I've been given some independent and identically distributed random variables $X_i$ such $E(X_i)=1$, $P(X_i <1)>0$ and $\log X_i$ is integrable. We define $M_n=X_1 \dots X_n$. How can I prove that $M_n$ converges almost surely to 0? I have tried directly with the definition of almost surely convergence and I wonder if I could take the limit outside and somehow split the probabilities, since the $X_i$ are independent.

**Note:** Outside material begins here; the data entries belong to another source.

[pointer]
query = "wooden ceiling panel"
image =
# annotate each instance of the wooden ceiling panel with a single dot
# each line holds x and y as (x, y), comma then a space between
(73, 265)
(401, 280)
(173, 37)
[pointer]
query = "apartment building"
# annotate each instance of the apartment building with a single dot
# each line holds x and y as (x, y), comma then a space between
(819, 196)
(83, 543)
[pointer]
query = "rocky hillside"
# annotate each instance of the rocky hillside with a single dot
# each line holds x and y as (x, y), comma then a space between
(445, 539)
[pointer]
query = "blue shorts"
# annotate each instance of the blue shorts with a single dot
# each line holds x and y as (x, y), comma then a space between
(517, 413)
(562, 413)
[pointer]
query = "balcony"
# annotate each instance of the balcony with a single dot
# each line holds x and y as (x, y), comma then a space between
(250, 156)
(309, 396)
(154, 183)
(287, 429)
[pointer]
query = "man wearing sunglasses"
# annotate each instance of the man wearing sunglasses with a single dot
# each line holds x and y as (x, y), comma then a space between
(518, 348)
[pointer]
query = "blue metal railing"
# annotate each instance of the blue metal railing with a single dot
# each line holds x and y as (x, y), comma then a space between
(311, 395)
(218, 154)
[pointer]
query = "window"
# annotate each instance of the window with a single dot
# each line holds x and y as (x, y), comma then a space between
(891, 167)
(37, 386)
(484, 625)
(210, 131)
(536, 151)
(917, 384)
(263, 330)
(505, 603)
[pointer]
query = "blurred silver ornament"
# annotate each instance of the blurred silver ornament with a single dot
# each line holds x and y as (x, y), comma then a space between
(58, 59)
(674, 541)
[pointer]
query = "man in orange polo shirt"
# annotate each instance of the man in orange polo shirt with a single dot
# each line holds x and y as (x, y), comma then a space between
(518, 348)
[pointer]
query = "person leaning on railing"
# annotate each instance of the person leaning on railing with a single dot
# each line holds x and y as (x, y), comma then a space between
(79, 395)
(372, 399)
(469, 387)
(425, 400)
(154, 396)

Thank you so much in advance.
Note that $M_n \to 0 \iff \ln(M_n) \to -\infty$. As mentioned in the comment, the main point is to apply the Strong Law of Large Numbers to $\ln(X_n)$. Further, you need to show that $\mathbb{E}\ln(X_1)<1$ which can be done by noting the inequality $ln(x)\leq x-1$, with equality only if $x=1$. In particular, since we know by the assumption $\mathbb{P}(X_1<1)>0$ that $X_1$ is not a.s. equal to 1, we have the strict inequality $\mathbb{E}(\ln(X_1))<\mathbb{E}X_1-1=0$. From here, set $\mu=\mathbb{E}\ln(X_1)<0$, and then by the SLLN $$\frac{1}{n}\sum_{k=1}^n\ln(X_k) \to \mu$$ almost surely, and so $\sum_{k=1}^n\ln(X_k) \to -\infty$. But this expression is just $\ln(M_n)$ so we are done.